If the match is sold out or if you wish to purchase longer in advance, you can revert to different ticket websites such as viagogo, which offer a trustworthy alternative and take care of the re-personalisation of the tickets where required. Needless to say that prices will normally be higher than the real value.

One of the

top facts about Juventus Stadium

is that its ticket prices depend on the opponent team, but usually start at 30 euros for a seat behind one of the goals and range up to 105 euros for the central seats at the long sides. Other seats at the sides normally have a tendency to be between 65 and 95 euros.

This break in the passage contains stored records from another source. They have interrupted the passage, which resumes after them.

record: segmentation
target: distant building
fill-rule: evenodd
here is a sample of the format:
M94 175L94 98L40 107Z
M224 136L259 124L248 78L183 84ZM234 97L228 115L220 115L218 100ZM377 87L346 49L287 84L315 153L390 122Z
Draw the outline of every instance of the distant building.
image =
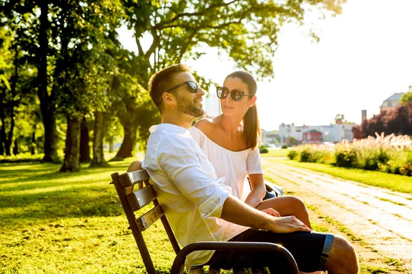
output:
M409 89L411 89L411 86L409 86ZM380 113L394 110L400 104L400 99L404 94L404 92L393 93L392 96L385 100L380 105Z
M322 142L322 132L316 129L312 129L302 134L302 142L318 143Z
M280 142L280 137L277 130L272 130L271 132L266 132L264 129L261 129L260 134L262 134L262 142L263 144L277 144Z

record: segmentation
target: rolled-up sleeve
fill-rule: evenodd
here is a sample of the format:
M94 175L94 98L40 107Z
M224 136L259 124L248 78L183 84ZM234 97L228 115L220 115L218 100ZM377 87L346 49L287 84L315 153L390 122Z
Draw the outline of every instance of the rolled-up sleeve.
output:
M211 179L189 143L172 136L161 142L157 156L159 168L196 206L202 218L220 218L223 203L230 195L223 184L225 178Z
M246 166L247 174L263 174L259 149L255 148L250 151L247 155Z

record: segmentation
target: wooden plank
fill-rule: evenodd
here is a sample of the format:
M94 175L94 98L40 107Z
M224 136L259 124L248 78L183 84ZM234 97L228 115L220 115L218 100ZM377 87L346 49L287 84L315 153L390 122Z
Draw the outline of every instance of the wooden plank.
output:
M136 219L136 224L137 225L139 231L142 232L147 229L153 223L161 217L163 214L160 206L157 206L145 214L141 215L139 218L137 218Z
M156 193L152 186L149 185L142 189L128 194L127 200L133 211L139 210L156 199Z
M149 175L144 169L137 171L126 172L119 176L120 184L124 188L129 186L136 182L149 179Z

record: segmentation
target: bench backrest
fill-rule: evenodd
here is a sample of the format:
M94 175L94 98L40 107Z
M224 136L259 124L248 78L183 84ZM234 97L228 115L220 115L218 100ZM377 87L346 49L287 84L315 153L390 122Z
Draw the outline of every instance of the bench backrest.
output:
M156 199L154 190L149 184L149 175L145 170L141 169L122 175L119 175L118 173L113 173L111 177L146 271L150 274L154 274L156 273L154 266L141 232L147 229L160 219L176 254L180 251L180 247L170 225ZM151 201L153 202L154 207L141 216L136 217L135 212L143 208Z

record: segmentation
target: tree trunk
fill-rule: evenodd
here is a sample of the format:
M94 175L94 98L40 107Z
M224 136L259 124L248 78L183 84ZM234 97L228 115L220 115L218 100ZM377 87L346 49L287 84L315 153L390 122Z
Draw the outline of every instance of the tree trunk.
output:
M111 140L108 142L108 152L112 153L115 151L113 140Z
M86 123L86 118L83 118L80 129L80 162L90 162L90 136L89 128Z
M65 160L60 172L76 172L80 169L80 119L67 116Z
M37 66L37 82L38 83L38 99L45 127L45 157L43 162L60 162L57 155L57 129L56 125L56 108L47 92L47 55L49 42L47 32L49 29L49 22L47 19L49 12L49 1L39 1L40 27L38 30L38 44L41 51L38 51L38 63Z
M19 138L14 139L14 147L13 147L13 154L19 154Z
M5 124L4 121L4 116L2 113L0 113L0 115L1 116L2 125L1 127L0 128L0 155L4 155L5 153L5 155L7 155L7 137L5 136Z
M49 110L41 101L40 102L40 105L45 127L45 156L43 157L43 162L61 162L57 155L58 133L56 124L56 110L53 105L50 105L52 110Z
M103 153L103 137L104 136L104 112L95 112L95 126L93 136L93 160L90 166L108 166Z
M136 132L137 132L137 125L133 124L123 125L124 131L124 138L120 146L120 149L116 156L111 161L122 160L128 157L133 157L133 151L136 145Z
M34 126L33 135L32 135L32 143L30 144L30 153L32 155L36 154L36 126Z
M0 155L4 155L4 147L3 145L3 142L4 141L4 137L3 137L3 130L4 128L3 127L3 126L1 126L1 127L0 127Z

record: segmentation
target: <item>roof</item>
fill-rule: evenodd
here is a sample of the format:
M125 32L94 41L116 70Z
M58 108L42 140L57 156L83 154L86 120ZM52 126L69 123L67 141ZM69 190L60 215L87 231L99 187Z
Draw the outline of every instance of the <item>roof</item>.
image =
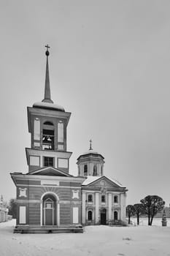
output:
M98 179L100 179L101 178L103 177L106 177L107 178L108 178L109 180L110 180L112 182L115 183L116 185L121 187L124 187L119 181L117 181L115 179L113 179L112 178L109 178L108 176L87 176L87 178L82 182L82 186L86 186L90 184L92 182L94 182L96 181L97 181Z
M65 112L63 107L60 106L57 104L50 103L50 102L35 102L33 105L33 108L46 108L46 109L52 109L58 111Z
M81 157L85 157L85 156L100 156L101 158L104 159L104 157L100 154L98 153L97 151L94 151L93 149L89 149L88 151L86 151L85 153L81 154L79 157L77 158L77 160L80 159Z

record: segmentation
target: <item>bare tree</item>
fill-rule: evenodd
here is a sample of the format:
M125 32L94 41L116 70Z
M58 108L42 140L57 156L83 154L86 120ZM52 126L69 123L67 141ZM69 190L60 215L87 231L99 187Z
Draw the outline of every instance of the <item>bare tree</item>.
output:
M141 203L148 217L148 225L151 226L154 216L163 209L165 202L158 195L147 195L141 200Z
M144 208L142 203L135 203L134 211L137 217L137 225L139 225L139 217L141 214L144 213Z

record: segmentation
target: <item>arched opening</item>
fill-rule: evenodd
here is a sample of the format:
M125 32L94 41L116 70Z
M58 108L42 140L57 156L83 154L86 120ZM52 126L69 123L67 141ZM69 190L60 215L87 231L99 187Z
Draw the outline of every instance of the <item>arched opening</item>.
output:
M88 174L88 165L84 165L84 176L87 176Z
M88 211L88 219L89 222L92 222L93 220L93 212L92 211Z
M43 124L42 149L54 150L54 125L50 121Z
M97 176L97 165L93 166L93 176Z
M101 209L101 225L107 224L107 209L104 208Z
M118 203L118 197L117 195L114 196L114 203Z
M118 213L117 211L114 211L114 220L117 220L118 219Z
M57 200L50 193L46 194L42 198L42 225L57 225Z

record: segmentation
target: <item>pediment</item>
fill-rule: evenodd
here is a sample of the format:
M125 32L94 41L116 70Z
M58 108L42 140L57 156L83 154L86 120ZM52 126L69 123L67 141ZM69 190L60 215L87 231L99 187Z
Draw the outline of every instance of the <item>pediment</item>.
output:
M72 175L64 172L63 170L54 168L53 167L47 167L39 170L34 170L27 174L29 175L42 175L47 176L63 176L63 177L72 177Z
M87 180L88 181L88 180ZM86 182L86 186L89 187L98 187L98 188L102 188L102 187L107 187L107 188L123 188L123 186L121 184L119 184L117 181L113 181L112 179L109 179L109 178L106 176L98 177L98 178L96 179L95 181L90 182L88 184Z

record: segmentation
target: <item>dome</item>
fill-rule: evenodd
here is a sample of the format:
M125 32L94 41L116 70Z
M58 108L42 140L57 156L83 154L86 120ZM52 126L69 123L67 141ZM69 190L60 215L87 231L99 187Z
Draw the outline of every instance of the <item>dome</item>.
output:
M102 159L104 159L104 157L100 154L98 153L97 151L94 151L93 149L89 149L88 151L82 153L80 155L80 157L77 158L77 160L81 157L101 157Z
M65 112L63 107L60 106L57 104L49 103L49 102L36 102L33 105L33 108L39 108L44 109L50 109L57 111L63 111Z

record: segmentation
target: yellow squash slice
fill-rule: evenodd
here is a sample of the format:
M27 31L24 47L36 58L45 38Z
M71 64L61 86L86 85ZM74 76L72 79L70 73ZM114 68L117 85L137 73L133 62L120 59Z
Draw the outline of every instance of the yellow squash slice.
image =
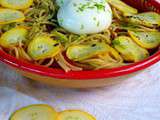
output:
M28 54L34 60L54 57L60 50L59 42L48 36L36 37L28 45Z
M73 45L67 49L67 57L73 61L81 61L94 57L98 54L103 54L108 50L108 46L105 43Z
M156 48L160 45L160 32L128 32L132 39L146 49Z
M0 8L0 25L13 22L22 22L25 19L21 11Z
M9 120L57 120L57 115L48 105L30 105L14 112Z
M33 0L0 0L2 7L11 9L26 9L33 4Z
M160 14L156 12L145 12L128 16L128 22L132 24L140 24L147 27L160 26Z
M60 112L57 120L96 120L92 115L79 110Z
M149 52L146 49L138 46L127 36L117 37L113 40L113 46L128 62L139 62L149 57Z
M23 27L12 28L0 37L0 45L5 48L17 46L27 40L28 30Z
M121 0L107 0L107 2L117 10L121 11L125 16L138 13L137 9L130 7L126 3L122 2Z

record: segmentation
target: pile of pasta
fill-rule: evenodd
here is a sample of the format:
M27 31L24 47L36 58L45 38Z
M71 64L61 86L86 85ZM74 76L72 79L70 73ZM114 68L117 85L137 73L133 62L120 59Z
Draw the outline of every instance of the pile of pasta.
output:
M160 46L160 15L107 0L109 29L76 35L58 25L54 0L0 0L0 46L17 59L66 72L110 69L148 58ZM77 21L78 22L78 21Z

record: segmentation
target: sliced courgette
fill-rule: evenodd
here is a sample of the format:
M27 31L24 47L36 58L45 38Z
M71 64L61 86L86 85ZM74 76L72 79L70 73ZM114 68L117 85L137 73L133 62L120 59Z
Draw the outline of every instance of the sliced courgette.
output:
M131 15L127 18L128 22L140 24L147 27L160 26L160 15L156 12L145 12L137 15Z
M160 45L160 32L128 32L132 39L141 47L153 49Z
M13 22L22 22L25 19L21 11L0 8L0 25Z
M48 105L30 105L15 111L9 120L57 120L57 116Z
M0 37L0 45L5 48L17 46L21 42L27 40L28 30L23 27L12 28L2 34Z
M138 46L130 37L119 36L112 43L125 61L139 62L149 57L149 52Z
M109 51L105 43L73 45L67 49L67 57L73 61L81 61Z
M113 7L115 7L117 10L121 11L125 16L138 13L137 9L127 5L121 0L107 0L107 2L111 4Z
M60 50L60 43L48 36L38 36L28 45L28 54L34 60L54 57Z
M11 9L26 9L33 4L33 0L0 0L0 5Z

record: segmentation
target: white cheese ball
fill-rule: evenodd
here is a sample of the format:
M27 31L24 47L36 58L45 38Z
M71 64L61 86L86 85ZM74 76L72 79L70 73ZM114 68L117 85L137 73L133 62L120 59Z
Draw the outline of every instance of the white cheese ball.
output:
M68 3L70 0L56 0L56 3L59 7L62 7L66 3Z
M105 0L70 0L57 14L61 27L75 34L92 34L107 29L112 11Z

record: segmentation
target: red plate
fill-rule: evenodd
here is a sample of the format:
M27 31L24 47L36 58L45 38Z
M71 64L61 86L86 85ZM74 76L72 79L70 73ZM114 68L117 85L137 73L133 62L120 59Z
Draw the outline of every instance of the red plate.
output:
M157 12L160 11L160 0L125 0L125 1L133 6L136 6L141 10L143 8L143 10L147 9L147 10L154 10ZM0 60L8 64L9 66L12 66L13 68L17 69L18 71L23 72L23 75L25 76L27 76L28 73L32 74L32 76L36 76L34 79L38 81L42 81L42 80L39 80L39 79L42 79L42 77L45 77L45 78L48 77L50 79L59 78L59 79L65 79L66 81L69 81L69 79L72 81L76 81L77 79L83 80L83 81L87 81L87 80L92 81L92 79L95 80L99 78L113 78L118 76L124 76L130 73L134 73L136 71L145 69L157 63L158 61L160 61L160 51L150 56L146 60L131 64L128 66L123 66L123 67L109 69L109 70L105 69L105 70L80 71L80 72L71 71L68 73L65 73L61 69L46 68L46 67L34 65L32 63L27 63L21 60L17 60L16 58L10 56L9 54L6 54L2 50L0 50ZM29 77L29 75L27 77ZM30 78L33 78L33 77L30 77ZM53 80L50 80L50 83L52 81Z

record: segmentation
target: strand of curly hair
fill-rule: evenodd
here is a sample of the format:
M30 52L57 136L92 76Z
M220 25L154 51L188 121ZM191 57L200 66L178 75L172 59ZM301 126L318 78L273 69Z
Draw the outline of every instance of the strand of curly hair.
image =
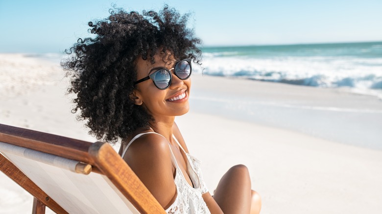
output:
M70 76L69 93L76 94L72 112L85 120L89 134L114 143L125 139L153 120L129 95L136 80L138 57L154 63L154 56L169 51L176 59L191 58L201 64L201 43L186 27L189 14L181 16L165 5L156 13L109 10L110 16L89 22L94 38L79 39L69 49L61 66Z

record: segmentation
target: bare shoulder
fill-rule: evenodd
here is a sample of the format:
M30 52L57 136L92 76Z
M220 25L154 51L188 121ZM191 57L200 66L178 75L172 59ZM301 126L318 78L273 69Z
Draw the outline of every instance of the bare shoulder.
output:
M182 136L182 133L180 132L180 130L179 130L178 125L175 122L172 126L172 133L173 133L174 135L176 138L176 139L178 140L178 141L179 142L180 145L182 145L182 147L186 150L186 152L189 153L189 149L187 148L187 146L186 145L186 142L185 142L184 139L183 139L183 136Z
M176 195L169 150L165 138L154 133L146 134L133 142L123 157L165 209L173 202Z

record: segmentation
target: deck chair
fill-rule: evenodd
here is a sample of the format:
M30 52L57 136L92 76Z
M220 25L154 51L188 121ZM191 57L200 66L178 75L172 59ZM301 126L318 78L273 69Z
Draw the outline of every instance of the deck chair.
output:
M34 196L32 213L166 213L107 143L0 124L0 170Z

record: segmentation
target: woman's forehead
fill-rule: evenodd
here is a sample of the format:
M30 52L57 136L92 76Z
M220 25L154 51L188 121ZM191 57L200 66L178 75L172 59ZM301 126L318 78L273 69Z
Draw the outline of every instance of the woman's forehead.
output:
M154 55L154 63L152 64L149 58L143 60L142 57L139 57L137 61L137 68L138 69L143 68L151 68L155 67L170 67L175 64L176 60L173 54L168 52L166 54L159 53Z

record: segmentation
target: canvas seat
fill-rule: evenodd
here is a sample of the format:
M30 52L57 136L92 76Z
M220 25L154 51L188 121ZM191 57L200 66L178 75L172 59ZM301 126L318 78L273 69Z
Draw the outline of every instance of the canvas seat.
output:
M34 197L33 213L166 213L107 143L0 124L0 164Z

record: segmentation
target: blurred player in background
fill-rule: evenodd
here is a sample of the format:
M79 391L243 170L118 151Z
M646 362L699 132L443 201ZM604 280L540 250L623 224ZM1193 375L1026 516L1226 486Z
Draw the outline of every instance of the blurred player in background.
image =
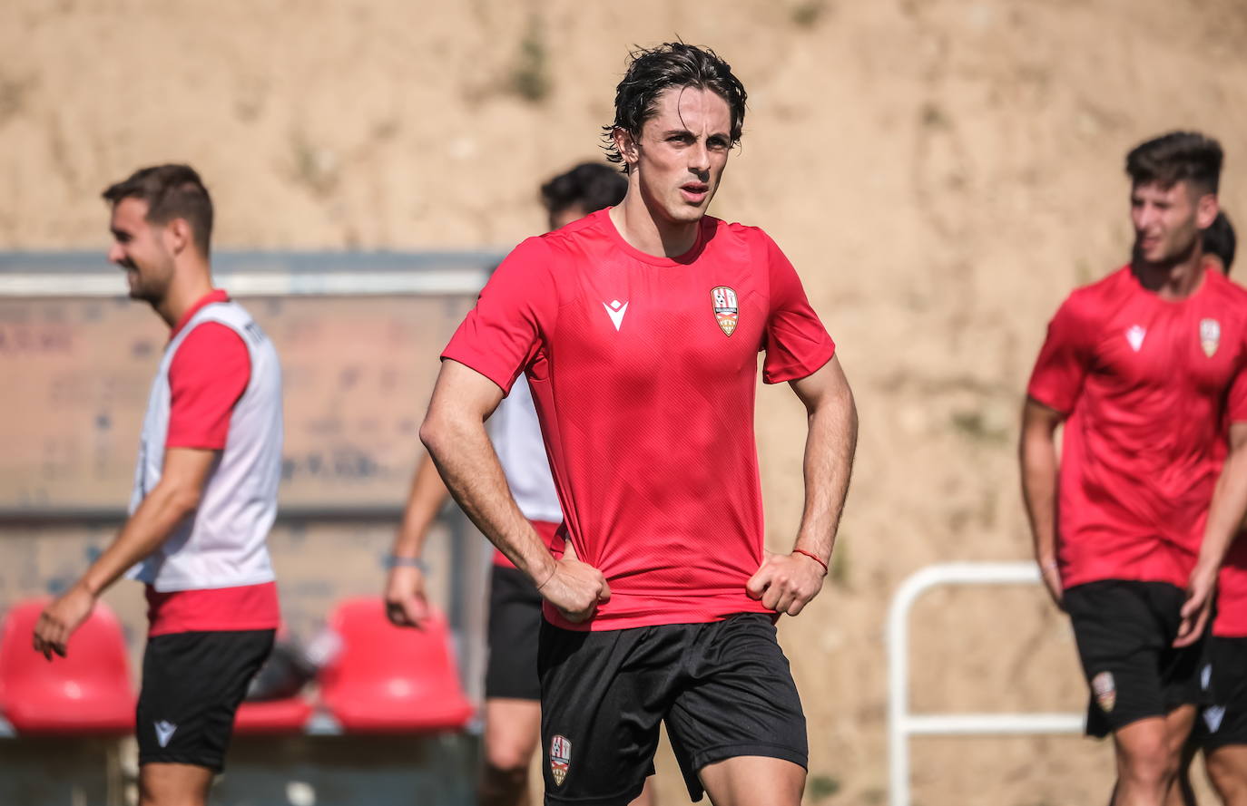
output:
M140 804L197 806L278 625L266 539L281 478L281 367L247 311L212 287L212 201L193 169L143 168L104 198L108 259L125 269L130 296L170 326L170 341L143 419L130 518L44 610L34 647L64 657L126 569L145 582Z
M1247 508L1247 292L1210 270L1201 240L1221 163L1190 132L1130 152L1131 263L1056 311L1023 416L1035 556L1074 625L1087 734L1114 735L1119 805L1162 804L1176 780L1197 644Z
M443 353L420 429L545 598L546 804L627 804L661 723L693 800L801 801L806 721L774 622L822 588L857 416L792 264L762 230L706 216L744 101L710 50L633 54L606 127L624 202L511 252ZM763 379L808 412L804 513L779 554L763 551L753 432L763 350ZM559 558L484 427L521 372L562 505Z
M1237 238L1225 212L1203 233L1203 255L1225 274ZM1247 538L1238 532L1217 577L1217 613L1201 684L1208 704L1192 746L1203 750L1213 789L1226 806L1247 806ZM1193 800L1193 799L1192 799Z
M559 229L589 213L619 204L626 191L627 181L611 167L602 163L579 164L541 186L549 228ZM524 517L546 546L561 551L562 538L555 532L562 523L562 511L554 478L550 477L550 461L541 442L532 395L522 376L516 379L511 394L490 416L489 435ZM420 553L429 527L448 497L446 486L425 455L415 471L385 586L387 613L399 627L419 627L428 613ZM521 806L529 802L529 764L541 728L541 683L537 679L540 624L541 594L503 552L495 551L489 595L481 806ZM638 802L647 802L646 796L642 795Z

Juventus Stadium tour schedule

As mentioned, Juventus Stadium hosts the Juventus museum, which vitrines the history of the Italian giant. In addition, the club organises guided stadium tours that consist of visiting the dressing rooms, players’ tunnel and media zones.

Juventus museum opens every day of the week with the exception of Tuesdays from 10:30 am to 6:00 pm and up to 7:30 pm on the weekends.

The tours are available Mondays, Wednesdays, Thursdays, and Fridays at 11:00 am, 12:30 pm, 2:45 pm, and 4:15 pm. On the weekends and public holidays they run every half an hour from 11:00 am to 5:30 pm, however it is advised to check current schedules on Juventus’ official website.

Tours can be booked online or at the Ticket Office at the stadium. Entrance to the museum is 15 euros, the combination of tour and museum is 22 euros.